Students actually grow more confident over the semester as they develop both familiarity with the elements of the transaction and rapport with the “lawyers” on the other side. In the end, students have an appreciation for the “process” of a transaction while developing the ability to apply their legal skills. Upon completion of the course, students have developed facility with actual negotiations, an understanding of transactional practice, and an appreciation of what it means to be a transactional lawyer engaged in a cross-border or domestic transactional negotiation, learning how a legal education is utilized to achieve practical business objectives.

Currently, this course is being offered at Stanford Law School in Fall 2012 in collaboration with Northwestern Law School. WCL is also offering a single school, divided class in Fall 2012. The class is further scheduled to be adopted as a single school, divided class at another law school in Spring 2013, and will be offered at American WCL in Spring 2013 in its original, international class format with Dundee.

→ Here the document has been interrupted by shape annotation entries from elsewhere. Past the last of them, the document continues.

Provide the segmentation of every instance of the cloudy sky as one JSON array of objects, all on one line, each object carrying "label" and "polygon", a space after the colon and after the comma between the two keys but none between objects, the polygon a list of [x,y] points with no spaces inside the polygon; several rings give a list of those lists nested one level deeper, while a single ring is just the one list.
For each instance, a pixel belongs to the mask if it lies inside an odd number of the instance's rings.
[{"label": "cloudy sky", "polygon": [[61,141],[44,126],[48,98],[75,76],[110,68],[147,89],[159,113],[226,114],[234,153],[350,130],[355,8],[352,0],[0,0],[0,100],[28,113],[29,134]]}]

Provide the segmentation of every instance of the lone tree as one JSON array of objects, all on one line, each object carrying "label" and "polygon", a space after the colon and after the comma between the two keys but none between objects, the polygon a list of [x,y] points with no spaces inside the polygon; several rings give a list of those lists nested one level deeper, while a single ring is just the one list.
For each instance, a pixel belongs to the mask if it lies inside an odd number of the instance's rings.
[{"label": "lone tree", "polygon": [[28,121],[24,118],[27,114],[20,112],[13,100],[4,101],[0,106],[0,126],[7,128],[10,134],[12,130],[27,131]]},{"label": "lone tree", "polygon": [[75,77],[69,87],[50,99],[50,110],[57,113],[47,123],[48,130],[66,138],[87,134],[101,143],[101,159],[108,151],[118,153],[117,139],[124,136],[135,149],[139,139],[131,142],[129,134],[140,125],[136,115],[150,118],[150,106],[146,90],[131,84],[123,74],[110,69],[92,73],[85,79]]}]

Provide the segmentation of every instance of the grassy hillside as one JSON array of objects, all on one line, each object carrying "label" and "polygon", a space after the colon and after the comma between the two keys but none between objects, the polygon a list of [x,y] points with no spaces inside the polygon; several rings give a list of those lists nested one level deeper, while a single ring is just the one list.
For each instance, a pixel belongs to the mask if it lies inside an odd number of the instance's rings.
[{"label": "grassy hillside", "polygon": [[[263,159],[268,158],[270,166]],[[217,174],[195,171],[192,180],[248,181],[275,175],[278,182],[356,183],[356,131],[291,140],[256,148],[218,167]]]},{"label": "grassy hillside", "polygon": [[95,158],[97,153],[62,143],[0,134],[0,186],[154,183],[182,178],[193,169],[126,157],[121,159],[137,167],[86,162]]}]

Other schools have expressed interest in offering the class, including law schools, business schools, and schools that have begun offering transactional LLM programs. A text book for the class is anticipated to be available in Fall 2013 (Aspen Publishers). The hope is that this course will continue to attract more schools and more collaborative pairing.

Ideally, in the future, two law schools in the same city or general area will adopt the course, which would enable live, face-to-face negotiations to replace video conferencing. We would also like to see more international collaborations, as the module is an excellent opportunity to foster cross-border and cross-cultural legal education. With more professors adopting the model, it is also hoped that a robust dialogue will develop about teaching experiences and suggestions so that the pedagogy and methodology can develop further. Ultimately, more modules will be added to enable a broader selection of teaching alternatives.